Could you replay that life of that key person in writing to help others know who they were and that would resonate with the audience attending the service?
Amongst Mum’s items we found so many diaries, too many to read in the short time ahead. I thought I was a massive photographer, but Mum must have equalled my haul of photos – and most of them are the old fashioned “real” prints. Some of those we found were of past members of her and my Dad’s family that we now have a treasure trove the like of which we knew nothing prior to 19th November 2020.
Dad started to write some stories of his time in Scotland before he moved down to England to start a career as a police officer. I’m encouraging that partly because I think he could weave them (with assistance) into a book that some might find of historical and personal interest, but also because I want to know more about my Dad, in preparation for that horrid occasion that comes to us all.

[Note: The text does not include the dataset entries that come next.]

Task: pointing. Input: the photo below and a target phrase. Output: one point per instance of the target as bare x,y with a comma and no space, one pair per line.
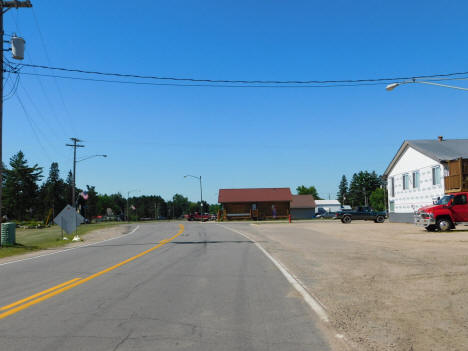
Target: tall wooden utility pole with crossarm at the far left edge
4,7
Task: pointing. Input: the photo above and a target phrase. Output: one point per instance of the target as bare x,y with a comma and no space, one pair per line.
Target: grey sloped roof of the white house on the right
444,150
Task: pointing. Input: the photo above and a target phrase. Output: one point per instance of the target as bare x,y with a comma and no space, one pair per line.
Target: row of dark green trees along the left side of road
26,197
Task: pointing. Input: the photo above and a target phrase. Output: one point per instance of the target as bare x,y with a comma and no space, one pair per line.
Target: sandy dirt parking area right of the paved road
385,286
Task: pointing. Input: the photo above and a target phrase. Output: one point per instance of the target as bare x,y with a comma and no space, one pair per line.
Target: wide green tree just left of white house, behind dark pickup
362,185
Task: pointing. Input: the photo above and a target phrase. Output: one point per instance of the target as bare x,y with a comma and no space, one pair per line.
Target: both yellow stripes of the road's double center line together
58,289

It’s strange, I’ve always been proud of my Dad, so many great stories about him I already know, have shared, and enjoyed myself.
I learned a lot about my Mum, only after she’d gone and I would hate anyone else only to find out the real stories about their loved one after they go. Instead we should have and take the time to tell them now how proud and loving we are (as well as that horrid aspect of administration preparation).
Go learn, share and enjoy their important and valuable stories.
And if they live another 10, 20, 30 or 40 years, you’ve got so many more stories to choose from.